Hierbei handelt es sich um ein Reich, das mit den beiden Zentren Kiew und Nowgorod von 882 bis 1054 große Teile der heutigen Staaten Ukraine, Belarus und westliches Russland umfasst hatte. An der Spitze stand ein Großfürst aus der Dynastie der Rjurikiden, eine Würde, an der auch in der nachfolgenden Zeit der Teilfürstentümer und unter der Oberherrschaft der Mongolen (von ca. 1223 bis 1480) festgehalten wurde und die in das Moskauer Zarentum überging. Doch das alles liegt, trotz schriftlicher Quellen wie der „Nestor-Chronik“, weitgehend im Dunkel nationalistischer Mythenbildung. Darin taten sich besonders im 19. Jahrhundert die Propagandisten des Panslawismus hervor, also der Zusammengehörigkeit aller slawischsprachigen Völker unter dem Schutz und der Vorherrschaft des großen Russland. Schon in zaristischer Zeit gab es aber auch ukrainische Historiker und Intellektuelle, die diesen „großrussischen“ Anspruch zugunsten einer immer schon eigenständigen ukrainischen Nationalität bestritten. Auch die Herleitung des Begriffs „Rus“ war und ist unter Sprachwissenschaftlern umstritten. Die Staatsbildung wird mit der Intervention von Adelsgruppen und Kaufleuten aus Schweden (Waräger) in Verbindung gesehen. Auch das Byzantinische Reich hat mit seiner christlich-orthodoxen Missionierung und mit gegenseitigen Handelsbeziehungen intensiv Einfluss genommen.
In unserer Zeit hinterließ der Zerfall der Sowjetunion zunächst im Bereich der den Staat legitimierenden Ideologie eine Leere, weil die Orientierung auf den Aufbau des Sozialismus als bindende Kraft für den gesellschaftlichen Zusammenhalt weggefallen war. Der Rückgriff auf den Mythos des Nationalismus bis zurück zur Kiewer Rus lag nahe. Gleichzeitig enthielt er in der beschriebenen Weise zusätzlichen Sprengstoff für Konflikte, die ggf. gewaltsam auszutragen sind. Die russische Führung unter Putin ist bemüht, den großrussischen Anspruch wiederherzustellen. Sie will sich als reaktionäre, dem Westen sozioökonomisch unterlegene imperialistische Großmacht mit einer (seinerzeit schon von Obama zugewiesenen) Rolle als „Regionalmacht“ nicht abspeisen lassen. Sie versucht, durch Berufung auf Einflusssphären der Sowjetzeit die NATO und ihre Vormacht USA zurückzudrängen. Die ukrainische Führung und die hinter ihr stehenden Teile der Bevölkerung wollen sich dagegen auf keinen Fall mehr als kleinen Bruder der „Großrussen“ behandeln lassen.

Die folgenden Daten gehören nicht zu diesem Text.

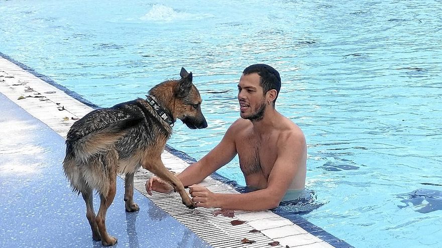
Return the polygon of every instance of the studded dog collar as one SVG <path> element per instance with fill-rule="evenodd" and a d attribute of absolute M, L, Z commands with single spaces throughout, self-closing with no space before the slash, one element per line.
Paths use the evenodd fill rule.
<path fill-rule="evenodd" d="M 158 114 L 158 115 L 161 117 L 161 119 L 167 122 L 171 127 L 173 127 L 174 122 L 173 118 L 170 115 L 166 113 L 166 112 L 160 107 L 160 105 L 158 105 L 158 103 L 157 102 L 157 99 L 155 97 L 153 96 L 148 96 L 147 95 L 146 95 L 146 96 L 147 97 L 146 100 L 147 101 L 149 105 L 151 106 L 152 108 L 155 110 L 155 111 Z"/>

Dahinter stehen natürlich Probleme der heutigen Zeit. Der Niedergang der Russischen Föderation als Nationalökonomie ist unübersehbar. Sie wird dem Bruttoinlandsprodukt (BIP) nach nicht einmal mehr unter den Top 10 der großen Wirtschaftsnationen gelistet. Von einigen Sektoren als „Leuchttürme“ (wie Rüstungsindustrie oder Raumfahrt) abgesehen, ist die russische Industrie kaum weltmarktfähig, die Exportwirtschaft auf Erdöl und Gas fokussiert, also fossile Brennstoffe, die im Zeichen des Klimawandels Auslaufmodelle sind. Der Rückgriff auf nationale Identifikationsmuster kann diese Probleme nicht lösen.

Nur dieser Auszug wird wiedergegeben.